Zero workspace dependencies. Plugin authors install this package alone.

packages/plugin-runtime

The host-side plugin lifecycle manager. Handles:

  • Plugin loader — Discovers and loads plugin modules from the filesystem.
  • Manifest validation — Validates nitejar-plugin.json against the schema.
  • Install/upgrade/rollback — Manages plugin versions in the data directory.
  • Registry integration — Registers plugin-contributed handlers and providers with the runtime.
  • Catalog — Static list of known/recommended plugins.

packages/plugin-handlers

Plugin handler registry and built-in integration implementations:

  • Integration registry — Maps plugin types to their handlers.
  • Built-in handlers — Telegram, GitHub, Slack, and Discord handlers wrapped as plugins.
  • Webhook routing — Routes inbound webhooks to the correct handler by type.

packages/sprites

Interface to the Sprites VM service for sandboxed agent execution. Manages sprite lifecycle, filesystem operations, and command execution within agent sandboxes.

packages/core

Core types, work item store interfaces, and orchestrator contracts shared across the codebase.

packages/config

Environment configuration with Zod validation. Reads from apps/web/.env.

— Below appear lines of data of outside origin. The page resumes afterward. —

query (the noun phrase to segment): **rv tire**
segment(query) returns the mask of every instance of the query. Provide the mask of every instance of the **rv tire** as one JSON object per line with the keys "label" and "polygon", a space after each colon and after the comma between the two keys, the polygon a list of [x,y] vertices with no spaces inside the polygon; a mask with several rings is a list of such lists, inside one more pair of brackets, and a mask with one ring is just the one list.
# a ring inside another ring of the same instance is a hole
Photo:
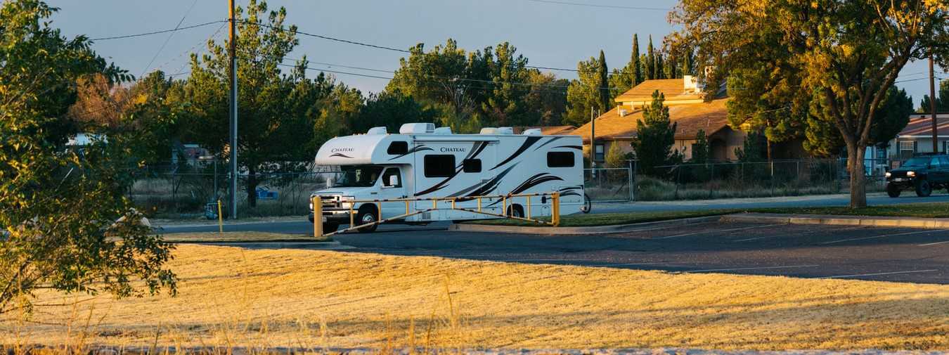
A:
{"label": "rv tire", "polygon": [[[379,213],[376,211],[376,206],[365,205],[360,207],[359,214],[356,215],[356,225],[366,224],[369,222],[375,222],[376,218],[379,216]],[[355,226],[350,226],[355,227]],[[373,233],[376,232],[376,228],[379,227],[378,224],[374,224],[368,227],[360,228],[359,233]]]}

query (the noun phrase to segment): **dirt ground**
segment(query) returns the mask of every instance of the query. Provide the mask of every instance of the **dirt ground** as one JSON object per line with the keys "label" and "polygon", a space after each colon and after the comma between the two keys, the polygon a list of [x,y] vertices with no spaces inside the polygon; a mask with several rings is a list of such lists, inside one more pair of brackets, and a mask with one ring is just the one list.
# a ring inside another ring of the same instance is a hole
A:
{"label": "dirt ground", "polygon": [[[0,343],[949,350],[949,286],[179,245],[177,297],[38,294]],[[47,306],[43,306],[47,305]]]}

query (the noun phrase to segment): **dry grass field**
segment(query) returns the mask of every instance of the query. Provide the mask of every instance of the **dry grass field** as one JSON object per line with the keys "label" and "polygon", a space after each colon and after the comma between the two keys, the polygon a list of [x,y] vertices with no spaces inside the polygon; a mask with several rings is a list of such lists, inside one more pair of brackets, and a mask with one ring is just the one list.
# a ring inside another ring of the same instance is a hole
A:
{"label": "dry grass field", "polygon": [[176,254],[177,297],[41,293],[53,306],[0,323],[0,343],[949,350],[949,286],[197,245]]}

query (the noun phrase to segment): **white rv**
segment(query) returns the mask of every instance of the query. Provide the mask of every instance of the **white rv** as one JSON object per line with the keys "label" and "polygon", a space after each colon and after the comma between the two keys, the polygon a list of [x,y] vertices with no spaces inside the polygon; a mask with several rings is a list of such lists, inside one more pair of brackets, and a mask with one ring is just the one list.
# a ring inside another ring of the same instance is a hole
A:
{"label": "white rv", "polygon": [[[480,134],[452,134],[433,123],[406,123],[399,134],[375,127],[364,135],[329,140],[316,155],[317,165],[338,166],[341,173],[327,188],[312,196],[323,200],[324,231],[349,224],[347,200],[458,197],[456,207],[476,208],[465,198],[559,192],[561,215],[585,208],[583,143],[579,136],[542,136],[539,129],[514,135],[511,127],[484,128]],[[483,199],[482,211],[524,216],[528,197]],[[549,197],[533,196],[531,215],[550,215]],[[312,200],[312,198],[311,198]],[[432,208],[431,200],[410,202],[410,208]],[[445,207],[444,205],[442,207]],[[357,203],[355,224],[379,218],[375,203]],[[381,203],[383,219],[405,214],[404,202]],[[313,220],[312,206],[310,220]],[[494,218],[444,209],[411,215],[400,222],[424,224],[439,220]],[[372,232],[375,225],[360,232]]]}

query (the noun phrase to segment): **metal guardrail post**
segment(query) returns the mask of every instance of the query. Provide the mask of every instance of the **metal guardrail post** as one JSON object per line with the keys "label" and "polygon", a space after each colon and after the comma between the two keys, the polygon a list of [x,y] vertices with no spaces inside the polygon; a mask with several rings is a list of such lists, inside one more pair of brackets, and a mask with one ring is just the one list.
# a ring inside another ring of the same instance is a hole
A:
{"label": "metal guardrail post", "polygon": [[[319,238],[323,236],[323,198],[320,198],[319,196],[314,196],[312,202],[313,202],[313,237]],[[352,211],[352,208],[350,208],[350,211]],[[352,214],[349,214],[349,217],[352,218]]]}

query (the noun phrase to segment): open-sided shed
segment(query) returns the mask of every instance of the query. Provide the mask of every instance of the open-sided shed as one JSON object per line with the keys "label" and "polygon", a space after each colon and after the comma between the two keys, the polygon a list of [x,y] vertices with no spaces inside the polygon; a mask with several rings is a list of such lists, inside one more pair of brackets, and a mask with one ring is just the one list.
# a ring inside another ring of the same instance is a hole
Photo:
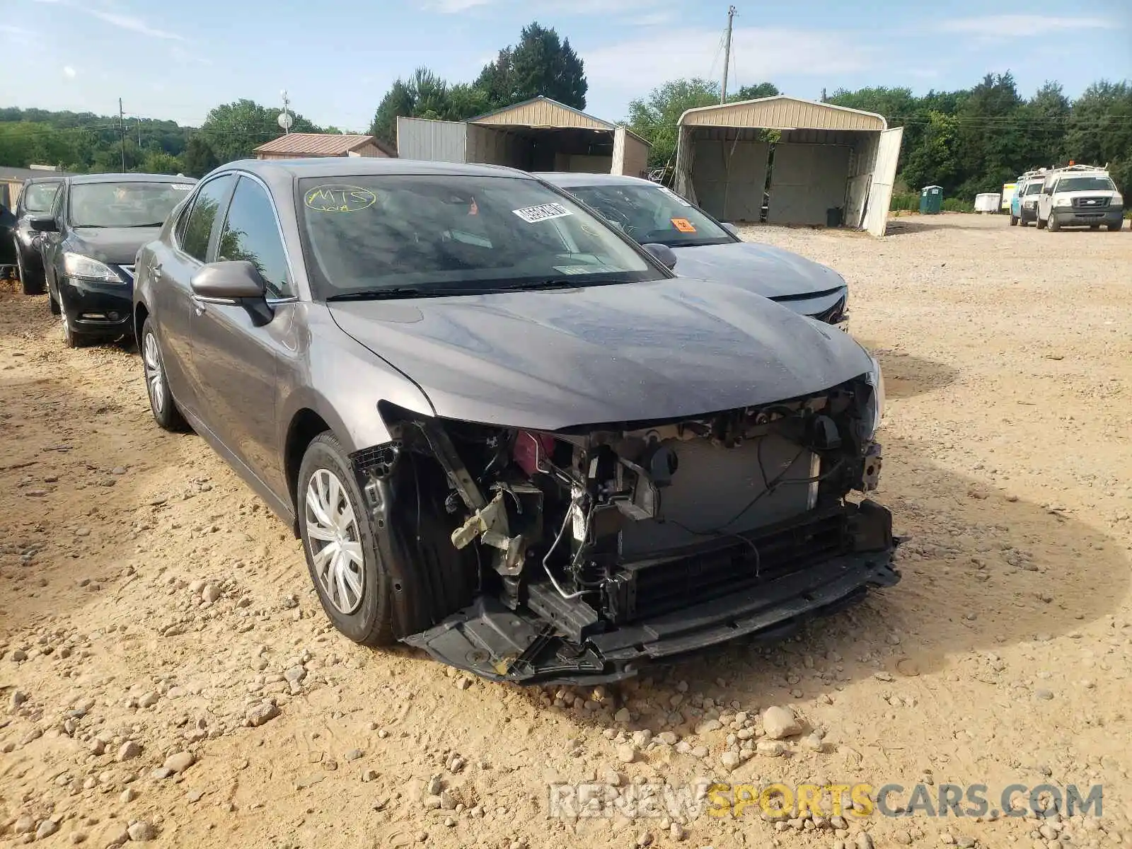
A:
{"label": "open-sided shed", "polygon": [[643,138],[549,97],[469,121],[397,118],[397,155],[631,177],[644,177],[649,168],[649,143]]}
{"label": "open-sided shed", "polygon": [[781,95],[689,109],[675,188],[724,221],[883,235],[902,136],[882,115]]}

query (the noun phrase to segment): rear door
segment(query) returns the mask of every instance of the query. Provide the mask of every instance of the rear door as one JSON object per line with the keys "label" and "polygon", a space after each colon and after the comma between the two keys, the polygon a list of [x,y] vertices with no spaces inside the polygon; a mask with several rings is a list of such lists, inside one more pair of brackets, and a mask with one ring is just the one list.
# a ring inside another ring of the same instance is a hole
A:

Data flow: message to response

  1. Inbound webhook arrives at /api/webhooks/plugins/[type]/[instanceId].
  2. Plugin handler parses the webhook, extracts a work item, and checks idempotency.
  3. Work item is created in the database with status pending.
  4. Queue dispatch claims the work item and assigns it to a run.
  5. Agent runtime builds the system prompt, enters the inference loop, and executes tool calls.
  6. Effect outbox picks up the agent's response and delivers it back through the plugin handler's postResponse() method.
  7. Receipts are recorded at every step: work item creation, run dispatch, inference calls, tool executions, response delivery.

Design philosophy

Receipts not vibes

Every action the system takes produces an inspectable record. Work item timelines show exactly what happened, when, and at what cost. If something looks wrong, you can trace the full chain from inbound webhook to delivered response.

Plugin model

Nitejar ships as a standalone application. Plugins extend it without forking. A plugin is a package with a manifest (nitejar-plugin.json) and an entry point that exports a handler. Plugins run in-process in the current release — there is no hard sandbox isolation for plugin code. Permission grants exist for governance and audit, but enforcement is limited to host-managed API boundaries.

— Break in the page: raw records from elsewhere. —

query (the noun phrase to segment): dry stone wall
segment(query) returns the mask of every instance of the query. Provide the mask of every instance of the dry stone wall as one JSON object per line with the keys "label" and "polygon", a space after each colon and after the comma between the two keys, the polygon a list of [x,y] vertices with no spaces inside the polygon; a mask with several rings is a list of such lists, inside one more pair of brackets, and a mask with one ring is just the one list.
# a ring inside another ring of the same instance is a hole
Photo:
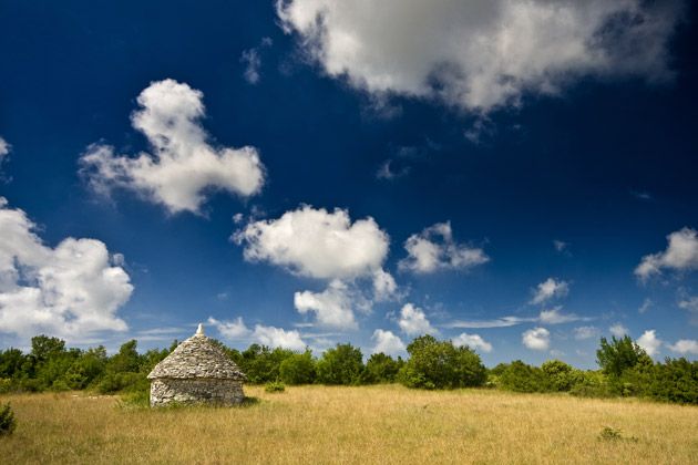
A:
{"label": "dry stone wall", "polygon": [[171,402],[236,405],[243,402],[243,383],[218,379],[158,379],[151,383],[151,406]]}

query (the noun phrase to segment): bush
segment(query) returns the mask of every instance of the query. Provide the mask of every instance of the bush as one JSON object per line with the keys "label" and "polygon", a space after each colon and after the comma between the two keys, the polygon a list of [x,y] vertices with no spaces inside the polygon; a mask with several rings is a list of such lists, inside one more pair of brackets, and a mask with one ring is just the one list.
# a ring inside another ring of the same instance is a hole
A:
{"label": "bush", "polygon": [[545,372],[521,360],[505,365],[499,376],[500,388],[513,392],[548,392],[551,383]]}
{"label": "bush", "polygon": [[486,370],[474,351],[422,335],[408,345],[410,359],[400,370],[399,381],[408,388],[458,389],[481,386]]}
{"label": "bush", "polygon": [[0,406],[0,435],[10,435],[17,427],[17,420],[14,420],[14,412],[10,404],[2,404]]}
{"label": "bush", "polygon": [[404,362],[401,358],[392,359],[384,353],[372,354],[366,363],[362,382],[365,384],[394,383]]}
{"label": "bush", "polygon": [[270,393],[284,392],[286,391],[286,385],[284,385],[284,383],[279,381],[273,381],[270,383],[265,384],[264,390],[265,392],[270,392]]}
{"label": "bush", "polygon": [[100,394],[136,392],[150,390],[150,382],[143,373],[109,373],[96,385]]}
{"label": "bush", "polygon": [[279,379],[281,362],[294,354],[287,349],[269,349],[266,345],[252,344],[242,353],[239,368],[253,384],[264,384]]}
{"label": "bush", "polygon": [[579,372],[579,381],[572,386],[569,394],[577,397],[612,397],[614,395],[607,379],[599,371]]}
{"label": "bush", "polygon": [[317,363],[317,380],[322,384],[360,384],[362,372],[363,355],[351,344],[326,350]]}
{"label": "bush", "polygon": [[601,348],[596,351],[596,362],[606,375],[620,378],[624,371],[638,363],[651,364],[651,359],[628,335],[620,339],[614,335],[610,342],[606,338],[601,339]]}
{"label": "bush", "polygon": [[279,378],[286,384],[312,384],[316,376],[312,353],[295,353],[279,365]]}
{"label": "bush", "polygon": [[646,395],[666,402],[698,404],[698,361],[666,359],[654,366]]}
{"label": "bush", "polygon": [[566,392],[582,381],[579,370],[575,370],[560,360],[546,361],[541,365],[541,370],[547,378],[547,389],[550,391]]}

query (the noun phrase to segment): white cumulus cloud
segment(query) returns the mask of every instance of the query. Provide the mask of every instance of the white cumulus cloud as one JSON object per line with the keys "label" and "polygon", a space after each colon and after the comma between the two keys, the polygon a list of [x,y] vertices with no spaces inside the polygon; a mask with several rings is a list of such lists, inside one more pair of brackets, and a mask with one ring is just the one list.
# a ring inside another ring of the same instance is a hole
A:
{"label": "white cumulus cloud", "polygon": [[626,334],[629,334],[629,330],[620,323],[614,323],[608,328],[608,331],[616,338],[623,338]]}
{"label": "white cumulus cloud", "polygon": [[125,331],[116,311],[133,292],[126,271],[96,239],[47,247],[21,209],[0,197],[0,332],[41,332],[80,341],[96,331]]}
{"label": "white cumulus cloud", "polygon": [[486,113],[585,76],[661,80],[680,1],[277,0],[325,73]]}
{"label": "white cumulus cloud", "polygon": [[688,311],[690,323],[698,326],[698,296],[689,297],[678,303],[679,308]]}
{"label": "white cumulus cloud", "polygon": [[132,189],[173,214],[199,213],[213,189],[257,194],[265,180],[257,149],[212,145],[199,122],[205,116],[202,99],[202,92],[171,79],[151,83],[138,95],[131,122],[153,153],[130,157],[93,144],[80,158],[82,176],[97,193]]}
{"label": "white cumulus cloud", "polygon": [[531,303],[537,304],[567,296],[569,292],[569,283],[555,278],[547,278],[533,290]]}
{"label": "white cumulus cloud", "polygon": [[220,321],[213,317],[208,318],[208,324],[216,327],[216,330],[228,340],[255,341],[270,348],[284,348],[295,351],[305,350],[307,344],[296,330],[285,330],[283,328],[255,324],[255,329],[247,328],[242,317],[233,321]]}
{"label": "white cumulus cloud", "polygon": [[597,338],[601,331],[596,327],[579,327],[574,329],[574,339],[583,341],[585,339]]}
{"label": "white cumulus cloud", "polygon": [[283,328],[255,324],[253,337],[260,344],[269,345],[271,348],[284,348],[295,351],[302,351],[308,345],[300,338],[300,333],[298,331],[288,331]]}
{"label": "white cumulus cloud", "polygon": [[545,328],[533,328],[521,334],[521,341],[531,350],[547,350],[551,345],[551,332]]}
{"label": "white cumulus cloud", "polygon": [[234,236],[245,259],[268,261],[319,279],[352,279],[381,269],[390,239],[373,218],[301,206],[280,218],[250,223]]}
{"label": "white cumulus cloud", "polygon": [[560,307],[543,310],[538,317],[538,321],[543,324],[562,324],[579,320],[585,320],[585,318],[578,317],[575,313],[563,313]]}
{"label": "white cumulus cloud", "polygon": [[4,138],[0,137],[0,162],[2,162],[2,158],[10,153],[10,147],[11,145],[8,144]]}
{"label": "white cumulus cloud", "polygon": [[378,269],[373,271],[373,298],[379,301],[386,301],[400,298],[398,283],[388,271]]}
{"label": "white cumulus cloud", "polygon": [[410,236],[404,242],[404,249],[408,257],[400,260],[399,268],[415,273],[470,269],[490,261],[481,248],[455,242],[450,221],[438,223]]}
{"label": "white cumulus cloud", "polygon": [[698,232],[696,229],[682,228],[667,236],[668,246],[665,251],[643,257],[635,268],[635,275],[643,281],[660,275],[663,269],[676,271],[698,269]]}
{"label": "white cumulus cloud", "polygon": [[398,326],[408,335],[438,334],[424,314],[424,311],[412,303],[406,303],[400,310]]}
{"label": "white cumulus cloud", "polygon": [[680,354],[692,354],[698,355],[698,341],[695,339],[680,339],[676,341],[673,345],[667,345],[673,352],[678,352]]}
{"label": "white cumulus cloud", "polygon": [[371,353],[384,353],[387,355],[397,355],[403,353],[406,345],[402,340],[392,333],[392,331],[386,331],[377,329],[371,337],[376,341],[376,345]]}
{"label": "white cumulus cloud", "polygon": [[464,347],[468,345],[474,350],[481,350],[483,352],[492,352],[492,344],[482,339],[480,334],[469,334],[463,332],[453,339],[453,345]]}
{"label": "white cumulus cloud", "polygon": [[322,292],[294,294],[294,306],[299,313],[315,312],[318,323],[329,328],[358,328],[351,304],[352,296],[347,285],[337,279]]}
{"label": "white cumulus cloud", "polygon": [[649,356],[655,356],[659,353],[661,340],[657,338],[655,330],[647,330],[637,339],[637,345],[645,349],[645,352],[647,352]]}
{"label": "white cumulus cloud", "polygon": [[249,329],[245,326],[243,317],[237,317],[233,321],[218,321],[208,317],[208,324],[215,326],[220,335],[228,340],[249,338]]}

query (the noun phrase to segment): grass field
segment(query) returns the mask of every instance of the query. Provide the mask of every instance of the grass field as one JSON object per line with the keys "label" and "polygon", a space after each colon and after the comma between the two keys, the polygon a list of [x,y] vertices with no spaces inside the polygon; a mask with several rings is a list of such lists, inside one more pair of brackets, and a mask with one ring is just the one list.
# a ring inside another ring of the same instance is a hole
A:
{"label": "grass field", "polygon": [[[698,464],[698,407],[397,385],[247,386],[244,407],[127,407],[86,394],[9,395],[0,462]],[[599,438],[604,427],[619,438]]]}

Skills vs plugins vs memories

PrimitiveWhat it addsWho runs it
PluginFunctionality: tools, webhooks, integrationsHost process
SkillIntelligence: knowledge, workflows, scriptsAgent (reads from sandbox)
MemoryExperience: learned facts, session contextAgent (creates/updates)

Plugins connect to external services. Skills teach agents how to do things. Memories are ephemeral learned state. They compose but do not overlap.

Runtime reliability

The runtime uses two durable ledgers:

  • Compute ledger (run_dispatches) — Tracks run claim/execution state per queue lane.
  • Effect ledger (effect_outbox) — Tracks external side-effect delivery state.

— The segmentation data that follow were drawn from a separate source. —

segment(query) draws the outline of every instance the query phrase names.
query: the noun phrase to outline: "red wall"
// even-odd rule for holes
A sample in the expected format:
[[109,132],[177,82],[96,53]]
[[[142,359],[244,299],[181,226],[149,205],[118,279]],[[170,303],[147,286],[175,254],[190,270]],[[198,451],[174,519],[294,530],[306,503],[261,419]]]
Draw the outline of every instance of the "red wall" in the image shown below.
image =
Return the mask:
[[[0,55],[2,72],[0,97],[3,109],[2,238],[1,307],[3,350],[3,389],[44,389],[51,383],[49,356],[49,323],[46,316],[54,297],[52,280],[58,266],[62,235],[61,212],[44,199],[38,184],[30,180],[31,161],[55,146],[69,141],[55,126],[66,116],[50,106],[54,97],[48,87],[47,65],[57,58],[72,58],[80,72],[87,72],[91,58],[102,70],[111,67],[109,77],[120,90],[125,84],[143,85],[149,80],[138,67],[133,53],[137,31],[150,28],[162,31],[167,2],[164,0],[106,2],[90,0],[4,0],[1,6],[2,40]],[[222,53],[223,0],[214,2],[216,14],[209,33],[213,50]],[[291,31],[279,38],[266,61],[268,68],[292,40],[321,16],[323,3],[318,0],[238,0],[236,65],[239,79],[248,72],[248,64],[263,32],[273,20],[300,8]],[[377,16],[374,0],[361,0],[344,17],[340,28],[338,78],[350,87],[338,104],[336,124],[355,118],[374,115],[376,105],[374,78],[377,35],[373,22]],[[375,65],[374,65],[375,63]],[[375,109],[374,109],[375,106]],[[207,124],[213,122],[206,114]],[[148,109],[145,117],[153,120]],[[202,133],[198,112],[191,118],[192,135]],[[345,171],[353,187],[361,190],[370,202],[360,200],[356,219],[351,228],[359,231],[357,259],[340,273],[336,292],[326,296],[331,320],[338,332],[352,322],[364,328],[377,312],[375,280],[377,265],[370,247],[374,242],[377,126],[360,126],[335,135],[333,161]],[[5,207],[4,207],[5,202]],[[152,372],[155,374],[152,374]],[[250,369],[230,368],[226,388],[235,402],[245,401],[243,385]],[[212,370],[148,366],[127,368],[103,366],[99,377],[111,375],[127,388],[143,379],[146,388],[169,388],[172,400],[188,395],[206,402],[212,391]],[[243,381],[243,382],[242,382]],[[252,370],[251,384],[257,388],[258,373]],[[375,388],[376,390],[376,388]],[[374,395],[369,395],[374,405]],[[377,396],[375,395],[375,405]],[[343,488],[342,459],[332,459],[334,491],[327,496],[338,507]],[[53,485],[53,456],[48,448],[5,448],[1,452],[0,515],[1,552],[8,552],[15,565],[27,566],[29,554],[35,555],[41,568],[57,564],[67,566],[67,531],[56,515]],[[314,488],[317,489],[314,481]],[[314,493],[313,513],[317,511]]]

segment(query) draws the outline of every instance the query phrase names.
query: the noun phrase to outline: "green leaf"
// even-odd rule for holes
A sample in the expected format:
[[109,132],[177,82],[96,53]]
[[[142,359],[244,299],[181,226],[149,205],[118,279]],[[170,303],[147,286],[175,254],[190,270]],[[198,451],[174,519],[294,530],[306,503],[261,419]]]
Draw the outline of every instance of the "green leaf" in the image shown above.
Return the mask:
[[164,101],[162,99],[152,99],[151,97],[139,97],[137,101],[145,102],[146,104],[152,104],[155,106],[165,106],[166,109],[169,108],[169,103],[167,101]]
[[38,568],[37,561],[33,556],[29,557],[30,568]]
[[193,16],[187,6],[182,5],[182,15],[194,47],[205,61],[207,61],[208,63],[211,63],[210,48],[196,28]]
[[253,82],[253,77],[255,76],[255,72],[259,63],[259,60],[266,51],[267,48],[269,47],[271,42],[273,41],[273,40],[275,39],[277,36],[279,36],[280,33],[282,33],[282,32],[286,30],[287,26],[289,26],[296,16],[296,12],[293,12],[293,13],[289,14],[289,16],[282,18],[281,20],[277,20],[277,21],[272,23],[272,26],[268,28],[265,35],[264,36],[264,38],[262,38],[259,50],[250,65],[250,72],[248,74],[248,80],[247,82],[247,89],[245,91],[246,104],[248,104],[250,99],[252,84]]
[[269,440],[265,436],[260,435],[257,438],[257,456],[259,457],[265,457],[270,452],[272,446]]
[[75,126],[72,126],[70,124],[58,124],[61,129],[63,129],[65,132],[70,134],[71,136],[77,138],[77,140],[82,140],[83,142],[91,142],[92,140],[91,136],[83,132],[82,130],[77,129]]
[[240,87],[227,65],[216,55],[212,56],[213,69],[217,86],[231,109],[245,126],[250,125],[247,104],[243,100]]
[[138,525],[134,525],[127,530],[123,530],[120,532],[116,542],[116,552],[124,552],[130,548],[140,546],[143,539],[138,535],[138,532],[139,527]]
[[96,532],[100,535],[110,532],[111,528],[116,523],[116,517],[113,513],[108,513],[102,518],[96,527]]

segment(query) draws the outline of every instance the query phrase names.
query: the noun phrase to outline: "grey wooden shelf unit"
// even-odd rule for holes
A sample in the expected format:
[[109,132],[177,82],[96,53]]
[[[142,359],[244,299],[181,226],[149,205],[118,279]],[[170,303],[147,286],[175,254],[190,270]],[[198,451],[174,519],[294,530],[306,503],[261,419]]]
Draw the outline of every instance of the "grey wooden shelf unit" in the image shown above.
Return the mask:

On startup, the system recovers stale state: abandoned dispatches are marked for replay, unknown effect outcomes are held for manual release. Queue messages and lane state survive restarts. This means you can stop and restart Nitejar without losing in-flight work.

There is no separate worker deployment to keep in sync. For the current architecture, one Nitejar app process boots the UI, API routes, and background workers together.

Database

SQLite is the default for local development. Postgres is supported for production deployments. The database stores everything: agent configs, work items, run traces, plugin manifests, skill content, credentials (encrypted), memories, and queue state.

For local development, the database file lives at packages/database/data/nitejar.db. Configuration data (agents, plugins, teams) should be preserved across resets. Transactional data (jobs, messages, work items) can be wiped freely during development.